The differential equation for the motion of non-dissipation-free elastic waves in a solid can be derived from the Navier-Stokes equation

${\ displaystyle \ rho {\ frac {\ partial ^ {2} \ mathbf {u}} {\ partial t ^ {2}}} = \ mu \ nabla ^ {2} \ mathbf {u} + (\ lambda + \ mu) \ nabla (\ nabla \ cdot \ mathbf {u})}$ for the time- and location-dependent deflection . Where , and are constant material parameters.
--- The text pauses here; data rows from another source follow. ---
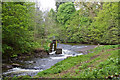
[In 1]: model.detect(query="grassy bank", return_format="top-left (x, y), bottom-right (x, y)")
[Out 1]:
top-left (35, 45), bottom-right (119, 78)
top-left (3, 45), bottom-right (120, 79)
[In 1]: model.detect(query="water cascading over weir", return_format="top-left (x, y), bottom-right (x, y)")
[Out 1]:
top-left (49, 40), bottom-right (62, 54)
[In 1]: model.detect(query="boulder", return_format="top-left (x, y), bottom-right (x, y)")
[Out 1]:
top-left (55, 48), bottom-right (62, 54)
top-left (12, 63), bottom-right (21, 67)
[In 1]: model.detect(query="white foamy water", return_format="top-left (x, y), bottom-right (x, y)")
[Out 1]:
top-left (3, 68), bottom-right (43, 74)
top-left (50, 49), bottom-right (83, 59)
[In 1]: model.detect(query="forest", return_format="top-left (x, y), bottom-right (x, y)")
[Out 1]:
top-left (0, 1), bottom-right (120, 80)
top-left (2, 2), bottom-right (119, 57)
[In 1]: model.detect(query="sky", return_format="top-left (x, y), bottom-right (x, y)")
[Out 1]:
top-left (35, 0), bottom-right (56, 11)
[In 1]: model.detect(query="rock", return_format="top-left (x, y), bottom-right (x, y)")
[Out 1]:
top-left (2, 64), bottom-right (13, 69)
top-left (12, 63), bottom-right (21, 67)
top-left (55, 48), bottom-right (62, 54)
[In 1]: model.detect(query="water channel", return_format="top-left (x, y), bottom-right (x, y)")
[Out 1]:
top-left (3, 43), bottom-right (96, 77)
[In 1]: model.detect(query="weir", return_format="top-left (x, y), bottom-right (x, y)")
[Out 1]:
top-left (49, 40), bottom-right (62, 54)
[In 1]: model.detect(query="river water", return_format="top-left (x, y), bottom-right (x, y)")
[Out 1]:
top-left (3, 43), bottom-right (96, 77)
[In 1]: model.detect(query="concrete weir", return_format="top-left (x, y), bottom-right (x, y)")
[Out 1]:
top-left (49, 40), bottom-right (62, 54)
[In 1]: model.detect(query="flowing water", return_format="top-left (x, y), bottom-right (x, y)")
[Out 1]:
top-left (3, 43), bottom-right (96, 77)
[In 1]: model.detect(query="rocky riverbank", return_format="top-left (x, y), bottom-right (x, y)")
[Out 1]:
top-left (2, 48), bottom-right (49, 72)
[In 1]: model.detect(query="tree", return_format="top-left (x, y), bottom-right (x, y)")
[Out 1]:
top-left (2, 2), bottom-right (39, 57)
top-left (57, 2), bottom-right (76, 24)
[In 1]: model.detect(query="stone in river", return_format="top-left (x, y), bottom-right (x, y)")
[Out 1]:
top-left (55, 48), bottom-right (62, 54)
Like every vector field, the vector field can be split into a rotation-free and a divergence-free part: ${\ displaystyle \ mathbf {u} (\ mathbf {x}, t)}$ ${\ displaystyle \ rho}$ ${\ displaystyle \ mu}$ ${\ displaystyle \ lambda}$ ${\ displaystyle \ mathbf {u}}$ ${\ displaystyle \ mathbf {u} = \ mathbf {u} _ {\ mathrm {L}} + \ mathbf {u} _ {\ mathrm {T}}}$ where applies to the rotation-free part

{\ displaystyle {\ begin {aligned} \ nabla \ times \ mathbf {u} _ {\ mathrm {L}} & = 0 \\\ nabla \ times (\ nabla \ times \ mathbf {u} _ {\ mathrm { L}}) & = \ nabla (\ nabla \ cdot \ mathbf {u} _ {\ mathrm {L}}) - \ nabla ^ {2} \ mathbf {u} _ {\ mathrm {L}} = 0 \ end {aligned}}} and for the divergence-free

{\ displaystyle {\ begin {aligned} \ nabla \ cdot \ mathbf {u} _ {\ mathrm {T}} & = 0 \\\ nabla (\ nabla \ cdot \ mathbf {u} _ {\ mathrm {T} }) & = 0 \ end {aligned}}} This gives two separate wave equations for the transverse and longitudinal part of the wave:

{\ displaystyle {\ begin {aligned} 0 & = \ left (\ rho {\ frac {\ partial ^ {2}} {\ partial t ^ {2}}} - (\ lambda +2 \ mu) \ nabla ^ { 2} \ right) \ mathbf {u} _ {\ mathrm {L}} \\ 0 & = \ left (\ rho {\ frac {\ partial ^ {2}} {\ partial t ^ {2}}} - \ mu \ nabla ^ {2} \ right) \ mathbf {u} _ {\ mathrm {T}} \ end {aligned}}} with different phase velocities for the longitudinal wave and for the transverse wave. In the same medium, the speed of transverse waves is always lower than that of longitudinal waves. ${\ displaystyle c _ {\ mathrm {L}} = {\ sqrt {(\ lambda +2 \ mu) / \ rho}}}$ ${\ displaystyle c _ {\ mathrm {T}} = {\ sqrt {\ mu / \ rho}}}$ ## literature

• Wolfgang Demtröder: Experimental Physics 1: Mechanics and Warmth . Springer Berlin Heidelberg, 2013, ISBN 978-3-642-25465-9 .

## Individual evidence

1. ^ B. Lautrup: Physics of Continuous Matter: Exotic and Everyday Phenomena in the Macroscopic World . CRC Press, 2004, ISBN 0-7503-0752-8 , pp. 175 ( limited preview in Google Book search).
2. transverse waves. In: Lexicon of Physics. Spektrum Akademischer Verlag, accessed on September 28, 2015 .
3. compare e.g. B. Arthur Haas : Introduction to Theoretical Physics . First volume, 5th and 6th edition, 1930, Berlin and Leipzig: de Gruyter. Section 49: The elastic waves , pp. 171–172 ( restricted preview ).